IR Design ‐ Instructions - CompilerProgramming/ez-lang GitHub Wiki
This is part of the series that discusses what you must think about when deciding how to represent IRs.
The discussion here is primarily for linear Intermediate Representations. By linear we mean that the instructions are organized into sequences that are logically executed one after the other. This is in contrast to graph IRs where instructions are organized as a graph and the order of execution is not sufficiently defined by the graph.
For many algorithms we need to operate on the control flow graph. It is important to organize the instructions into Basic Blocks, where each BB encapsulates instructions that are executed sequentially. The final instruction in the BB must a jump to some other BB.
public class BasicBlock {
List<Instruction> instructions;
}
The Basic Blocks should contain links to predecessor and successor BBs - this forms the Control Flow graph. The links are driven by the jump instructions that terminate each BB.
public class BasicBlock {
List<Instruction> instructions;
List<BasicBlock> successors;
List<BasicBlock> predecessors;
}
Instructions deal with values, some of those may be Virtual Registers, some Constants, and even Basic Blocks, for example in jump Instructions. We therefore create a type called Operand that represents values handled by an Instruction. Operands can have different subtypes in an OO design (or an Operand can be a union or sumtype in non-OO languages) - where each subtype is for a specific type of value.
class Operand {}
class RegisterOperand extends Operand {}
class ConstantOperand extends Operand {}
From the optimization point of view, it is important to model the Instruction in such a way that we can easily handle following requirements:
- Does the instruction define a Register - i.e. assigns a value to it?
- Does it use Registers defined by other instructions
- Replace a register that is defined
- Replace a specific use of a Register - or replace all uses - a Register may be replaced by another Register or by something else such as a Constant.

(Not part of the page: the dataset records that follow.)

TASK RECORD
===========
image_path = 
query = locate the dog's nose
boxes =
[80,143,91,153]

Whether an Instruction defines a Register and/or uses Values including Registers depends on the Instruction type. So each Instruction type sets its own requirements, however, all Instructions satisfy the interface requirements above, so that the optimizer can treat each instruction uniformly.
class Instruction {
// Does this instruction define a value?
boolean definesVar();
// Get the defined value
Register def();
// Get register uses
List<Register> uses();
// Replace register that is defined
void replaceDef(Register newReg);
// Replace uses
void replaceUses(Register[] newUses);
// Replace specific use
boolean replaceUse(Register oldUse, Register newUse);
// Replace specific register with constant
void replaceWithConstant(Register register, ConstantOperand constantOperand);
}
Phi instructions also define a Register and use one or more Registers, but Phis do not have the same semantics as other instructions in many situations, such as when computing Liveness. So a consideration is how to model Phi instructions, whether they obey the general interface or have their own specialized interface. In EeZee language we give Phi instructions their own interface, which is similar to the general instruction but ensures that Phis cannot be erroneously manipulated by the optimizer. This has a trade off because there are scenarios where Phis do not require the special treatment.

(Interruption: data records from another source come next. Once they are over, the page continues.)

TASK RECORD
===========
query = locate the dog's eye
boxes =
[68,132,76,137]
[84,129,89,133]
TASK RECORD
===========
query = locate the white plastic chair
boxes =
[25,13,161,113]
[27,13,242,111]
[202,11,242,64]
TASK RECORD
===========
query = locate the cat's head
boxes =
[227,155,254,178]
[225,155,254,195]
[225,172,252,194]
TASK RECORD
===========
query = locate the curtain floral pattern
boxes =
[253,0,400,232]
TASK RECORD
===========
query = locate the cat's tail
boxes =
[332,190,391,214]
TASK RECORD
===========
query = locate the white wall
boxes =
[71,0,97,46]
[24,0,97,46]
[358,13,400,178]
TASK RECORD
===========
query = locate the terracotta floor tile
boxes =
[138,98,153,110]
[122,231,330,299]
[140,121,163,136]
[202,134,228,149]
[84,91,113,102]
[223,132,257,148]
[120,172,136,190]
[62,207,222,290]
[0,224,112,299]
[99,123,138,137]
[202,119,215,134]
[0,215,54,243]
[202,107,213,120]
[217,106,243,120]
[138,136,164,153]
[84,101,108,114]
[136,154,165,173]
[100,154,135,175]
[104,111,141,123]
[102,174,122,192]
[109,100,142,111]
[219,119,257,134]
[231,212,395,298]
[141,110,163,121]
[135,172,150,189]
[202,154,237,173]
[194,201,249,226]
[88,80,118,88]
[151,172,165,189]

class Phi extends Instruction {
// def = value
Register value();
void replaceValue(Register newReg);
// input = use
int numInputs();
Operand input(int i);
Register inputAsRegister(int i);
boolean isRegisterInput(int i);
Register[] inputRegisters();
void replaceInput(int i, Register newReg);
void removeInput(int i);
}
The optimizer must be able to:
- Identify an instruction
- Replace it with a new Instruction
- Or delete it
Thus every Instruction must have an identity. It is also helpful for an Instruction to know which BB it lives in.
The compiler must be able to operate and manipulate BBs, Instructions, Operands and Registers - so it is important to model these as data structures, and not encode them into a serialized form until the end. Some languages such as Lua directly encode instructions - this is only suitable for single pass compilers that do not do optimizations.
Def use chains link Instructions to Registers - in SSA form, each Register can have a set of Instructions that use it. In non-SSA form, a Register may have multiple definitions and each definition its own set of Uses. Think how this will be handled.
Basic Blocks may need to be traversed in specific order such as Reverse Post Order (RPO). To support this auxiliary information has to be recorded for each Basic Block.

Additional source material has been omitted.